Android is open source.
Google's own apps that it places on that OS are not open source.
Why is there this persistent notion that an open source OS means that any and all apps developed for it are also open source? They clearly are not if the licence terms of the application say so.
That Google choose to give away their closed source apps does not qualify them as open. In the end, Google have absolute right to issue the C&D letter if they do not want their apps redistributed or incorporated in branches of the Google Android OS.
It really is not that difficult children.
Except maybe OpenMoko but that hardly took the market by storm.
Google want it both ways, open source hype and commercial benefits. But it's hard to know where you stand with Google.
At least Microsoft's licence is pretty clear and you know that with Apple you have to tread carefully with your application.
While Google and others like it, you all know them, offer important resources to net users, there is a very sharp double edged sword here.
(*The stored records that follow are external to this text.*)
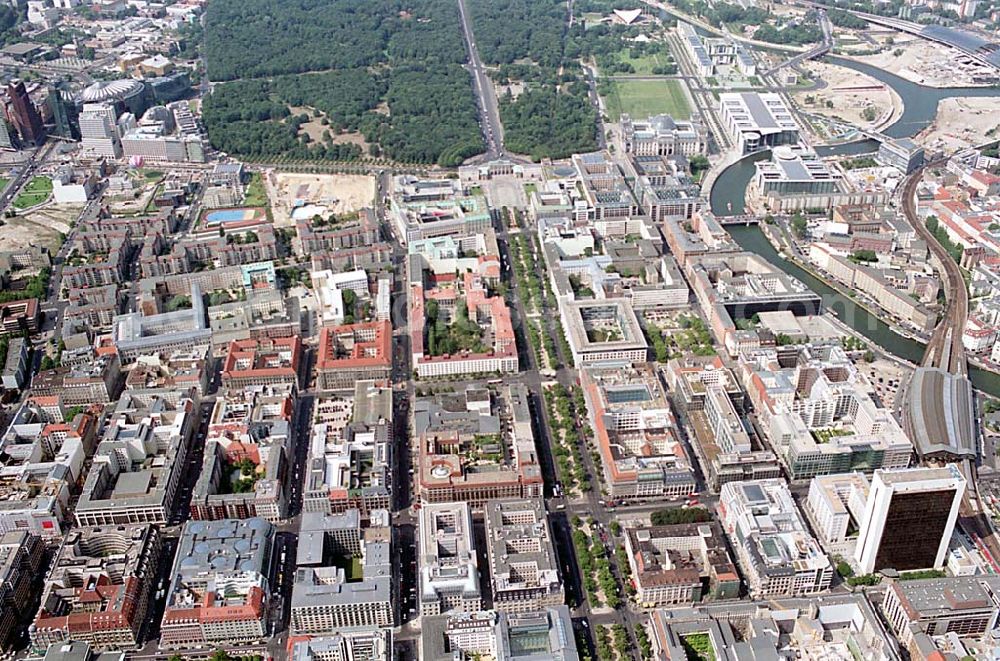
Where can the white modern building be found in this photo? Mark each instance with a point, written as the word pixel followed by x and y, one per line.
pixel 834 502
pixel 757 121
pixel 329 288
pixel 773 545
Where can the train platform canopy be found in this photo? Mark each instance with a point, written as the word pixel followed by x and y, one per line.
pixel 940 417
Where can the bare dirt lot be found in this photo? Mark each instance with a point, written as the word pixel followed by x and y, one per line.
pixel 850 93
pixel 40 228
pixel 961 122
pixel 336 193
pixel 923 62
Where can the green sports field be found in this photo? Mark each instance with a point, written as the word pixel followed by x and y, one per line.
pixel 644 98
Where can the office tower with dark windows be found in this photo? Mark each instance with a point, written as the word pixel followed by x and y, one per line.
pixel 909 518
pixel 24 113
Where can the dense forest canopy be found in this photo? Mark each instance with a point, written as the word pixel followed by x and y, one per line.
pixel 343 59
pixel 553 116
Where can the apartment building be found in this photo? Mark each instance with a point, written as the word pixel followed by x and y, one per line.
pixel 219 591
pixel 835 506
pixel 543 634
pixel 350 452
pixel 246 457
pixel 967 606
pixel 819 412
pixel 100 588
pixel 601 331
pixel 636 433
pixel 96 382
pixel 352 353
pixel 466 456
pixel 524 569
pixel 324 597
pixel 45 460
pixel 674 564
pixel 263 361
pixel 367 644
pixel 138 464
pixel 449 570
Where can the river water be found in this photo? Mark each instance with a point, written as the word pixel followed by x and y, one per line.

The reverse side of which is the potential for evil doing. We don't need anyone tracking our internet use, what sites we visit, who we mail or VoiP wth. I cringed every time I heard some
country made a deal with Google to supply it's "services". or some new application created by
them for a phone or whatever. 1984 was only off by 20 years... be warned.
I want to break free. I want to break free from your lies. Youre so self satisfied I dont need you...
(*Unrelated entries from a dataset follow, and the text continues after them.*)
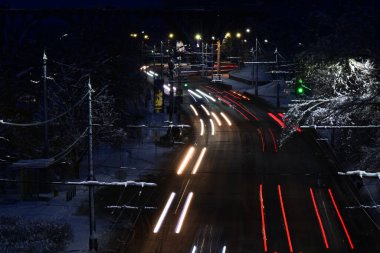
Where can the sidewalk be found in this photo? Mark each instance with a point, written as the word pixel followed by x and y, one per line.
pixel 134 160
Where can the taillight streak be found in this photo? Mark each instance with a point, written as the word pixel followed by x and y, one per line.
pixel 285 220
pixel 319 219
pixel 341 219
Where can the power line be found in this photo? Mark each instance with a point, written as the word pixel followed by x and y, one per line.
pixel 47 121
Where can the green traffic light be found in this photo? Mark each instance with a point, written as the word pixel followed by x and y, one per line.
pixel 300 90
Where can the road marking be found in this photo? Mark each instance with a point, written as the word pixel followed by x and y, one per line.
pixel 341 219
pixel 212 127
pixel 216 118
pixel 202 127
pixel 319 219
pixel 183 193
pixel 194 110
pixel 262 139
pixel 274 140
pixel 205 109
pixel 199 160
pixel 263 219
pixel 226 119
pixel 285 221
pixel 164 212
pixel 276 119
pixel 186 160
pixel 183 213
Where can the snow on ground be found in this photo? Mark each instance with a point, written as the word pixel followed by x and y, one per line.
pixel 135 159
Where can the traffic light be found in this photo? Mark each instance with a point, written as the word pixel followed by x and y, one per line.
pixel 300 88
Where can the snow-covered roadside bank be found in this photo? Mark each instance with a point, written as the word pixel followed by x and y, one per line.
pixel 132 161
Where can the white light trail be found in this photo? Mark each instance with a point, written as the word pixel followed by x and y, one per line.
pixel 186 160
pixel 194 110
pixel 205 109
pixel 206 95
pixel 226 119
pixel 194 93
pixel 202 127
pixel 183 213
pixel 216 118
pixel 164 212
pixel 212 127
pixel 198 163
OK enough with the Queen references already.
But seriously - In once sense this is the best news that the punter has had in some time. Somebody is demonstrating that Android (as a platform at least, thanks Google) can legally be picked up, modded, and most importantly, legally installed on existing Android-compatible handsets with no interference from the mobile network, handset manufacturer or original OS dev team. So we can now have our feature-rich devices without being dictated to.
What's needed is a supporting community to develop alternatives to the apps that Google are saying are closed source and are not available through the marketplace.
Hell if this looks good enough I may not only replace my iPhone with an Android phone, I might help out myself...
This is a PR disaster for Google. They've just killed a 30,000 strong community of Android enthusiasts in one foul swoop.
I was an avid user of most Google services and really loved the cyanogen roms. I personally will be closing my google apps enterprise accounts and switching from android. I understand their position to a point - but this is just completely idiotic.
Bye, bye Android and thanks for all of your wonderful work cyanogen.
If this is how google is going to play is (which doesn't fuss me as from what I can tell the new Hero ROM covers all my bases) then Slide me can only grow and benifit from it.
(slide me being an alternative to android market)
Bottom line at least 75% of android users won't care as they aren't cyanogen target anyway.
"Unauthorized distribution of this software harms us just like it would any other business, even if it's done with the best of intentions."
I guess the developer could just shout "la, la, la!" and claim he isn't doing anything morally wrong, just like Google did with ffmpeg.
These apps are Google's leverage against the carriers. They need to have signed agreements with google to distribute these phones. We've all dealt with mobile phone operators, and I'm sure you'll agree that I can't describe them here and get past the moderatrix.
I trust Google's "don't be evil" (even if it's not as strong as it used to be) over T-Mobile any day. These are the same people who are slowly having their business eroded by EU regulations banning their excessive charges.
These apps need to be impossible for end users to get, otherwise why would carriers want to get into bed with Google? It's a shame they've gone after this, but I can see why they've had to.